Aber gibt es die nicht auch unter den Eingeborenen?
Und gibt es nicht auch diejenigen Mitbürger mit Migrationshintergrund, die den gleichen Glauben haben wie die Eingeborenen dieses Landes?
Wie haben sich Jahrhunderte vor Sprachkursen und Internet, DSDS und Telekom die Menschen unterhalten, wenn sie weit über die Grenzen ihres Landes hinaus zogen?

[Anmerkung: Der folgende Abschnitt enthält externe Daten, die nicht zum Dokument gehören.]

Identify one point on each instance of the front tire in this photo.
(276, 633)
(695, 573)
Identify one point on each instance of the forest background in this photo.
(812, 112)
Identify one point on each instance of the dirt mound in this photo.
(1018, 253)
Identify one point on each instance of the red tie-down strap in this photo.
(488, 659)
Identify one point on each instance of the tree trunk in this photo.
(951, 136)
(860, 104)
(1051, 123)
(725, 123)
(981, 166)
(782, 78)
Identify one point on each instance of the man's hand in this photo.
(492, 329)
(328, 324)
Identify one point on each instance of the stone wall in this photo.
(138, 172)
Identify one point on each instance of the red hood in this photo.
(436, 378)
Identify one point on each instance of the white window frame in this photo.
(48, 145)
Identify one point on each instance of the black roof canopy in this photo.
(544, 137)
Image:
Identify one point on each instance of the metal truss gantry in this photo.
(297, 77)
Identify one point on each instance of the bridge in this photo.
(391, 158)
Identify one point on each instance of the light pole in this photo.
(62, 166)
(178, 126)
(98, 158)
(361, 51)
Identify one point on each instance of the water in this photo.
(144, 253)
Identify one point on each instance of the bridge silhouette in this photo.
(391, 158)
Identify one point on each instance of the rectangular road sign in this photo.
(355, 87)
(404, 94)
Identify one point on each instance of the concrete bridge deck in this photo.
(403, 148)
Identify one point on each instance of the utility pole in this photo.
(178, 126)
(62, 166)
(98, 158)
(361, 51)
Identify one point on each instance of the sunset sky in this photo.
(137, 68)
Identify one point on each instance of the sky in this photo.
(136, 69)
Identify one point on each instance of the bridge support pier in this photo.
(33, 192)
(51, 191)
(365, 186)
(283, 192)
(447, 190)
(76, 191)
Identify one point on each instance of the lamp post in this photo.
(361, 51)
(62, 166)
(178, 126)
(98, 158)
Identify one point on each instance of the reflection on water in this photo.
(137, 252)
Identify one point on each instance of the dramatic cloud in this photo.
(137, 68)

Man zog entweder das Messer gegen den Fremden, oder begenete ihm mit Respekt und Neugier.
Gesten und Mimik ersetzten eine direkte verbale Kommunikation, die durch die Jahre, die man in gegenseiteigem Respekt verbrachte aber allmählich möglich wurde.
Wir leben in aufgeklärten Zeiten?
Ich glaube eher, wir leben in einem technisierten Mittelalter.
Mimik, Gesten und Respekt sind durch verbale Klingen ersetzt worden, deren Wunden schlechter heilen, als ein Schnitt in dem ein fiebriger Wundbrand wütet.